Repositioning for relevance

No organisation, product or service can permanently rest on its laurels and the need to innovate or refresh must a constant for us all – no matter who we are or what we do, says Fiona Hewitt.

2015 has been a year of change for IMNZ and as an organisation our internal drive has been to reposition our business for greater relevance.

As an organisation which is soon to celebrate its 70th anniversary and as a business in the market to deliver learning and development in leadership and management for a constantly evolving and challenging marketplace; it is imperative that our services are seen by our market as relevant.

We are no different to any other organisation or industry sector in that for our long term survival we need to adapt or evolve to meet a changing marketplace. There are certainly well-known examples like the once-mighty Kodak which enjoyed a prominent history before being declared bankrupt in 2012 [and now seems to be reinventing itself].

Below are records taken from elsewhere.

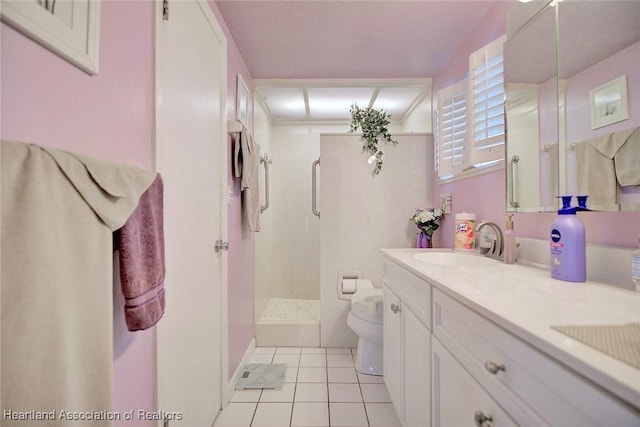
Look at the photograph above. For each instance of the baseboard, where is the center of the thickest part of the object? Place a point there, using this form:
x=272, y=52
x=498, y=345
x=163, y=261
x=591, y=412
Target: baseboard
x=234, y=378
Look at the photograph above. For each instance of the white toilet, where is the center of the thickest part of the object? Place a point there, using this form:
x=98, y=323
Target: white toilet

The demise of Blockbuster videos is another who was once the “kingpin of video hire” before Netflix happened. Blockbuster was unconcerned and even had the opportunity to buy Netflix for US$50 million in 2000. It turned Netflix down and carried on confident that its existing business model, of renting out videos in a bricks and mortar environment, was still needed and in demand.

Over the next four years Netflix and its prominence grew and eventually went from a mail-order service to a streaming one. Blockbuster finally tried to enter the online viewing market but it was too late. On September 23, 2010 Blockbuster filed for bankruptcy.

The outspoken former CEO of General Electric Jack Welch once quoted “if you are not moving faster than your competitors – you are already dead… you have just haven’t stopped breathing yet”.

There are other examples of global organisations which innovated and adapted to a changing market – Minnesota Mining and Manufacturing Company, now known as 3M, once struggled.

After years of mining losses and red ink, company founders and investors came to a crossroads. They could close the business, or change course. 3M executives did what most successful executives do when faced with failure – they used it as an opportunity to find a different way of doing business. Today, the company generates nearly US$30 billion in revenue selling over 55,000 products and employing around 84,000 people.

Now, our organisation isn’t certainly on the same scale as these, but the approach and theory behind some of our changes are. From the way we have re-energised the brand, our programmes, our membership offering and the way we connect and engage with our market has evolved to better serve the needs of our professional learners and the organisations we provide learning solutions for.

As an organisation it is still an evolving process, and we continue to build and consolidate our brand, position, and strategic learning and collaborative partnerships in the market for greater outcomes.

What we have learnt from this process

  1. Be brave – sometimes as a business you do need to make bold decisions and you can make those leaps whilst ensuring you can still respect where you have come from and how it connects to what you are moving towards.
  2. A strong narrative is crucial as part of any major change process for your team, key stakeholders and the market to be able to understand and connect with.
  3. An organisation can recognise the need for change, and implement the necessary strategies, but you can’t always influence the speed of change.
  4. Our learning, with having a small team, is that when you go through such a big internal reflection and reposition initiative it will impact on your ability to deliver and to be able to successfully service your ‘business as usual’.
  5. Big change for an organisation can be at times be like building a house, it can take longer than you think and cost you more than you expect and so this needs to be considered as part of the strategy plan and budget.
  6. Positive market response doesn’t always immediately impact on revenue growth. Growth will come but not always straight away and so you need to stay connected with your customers and market to ensure the changes are the right ones.

From an organisation perspective everything that we have done to reposition our business for greater relevance for our members, learning participants and commercial clients has absolutely worked.

We have learnt lessons as a team, and an organisation and we continue to learn and evolve to ensure we will stay relevant and offer services that are of value and benefit.
If we can learn anything from these global giants it is that no organisation, product or service can permanently rest on its laurels and the need to innovate or refresh must a constant for us all – no matter who we are or what we do.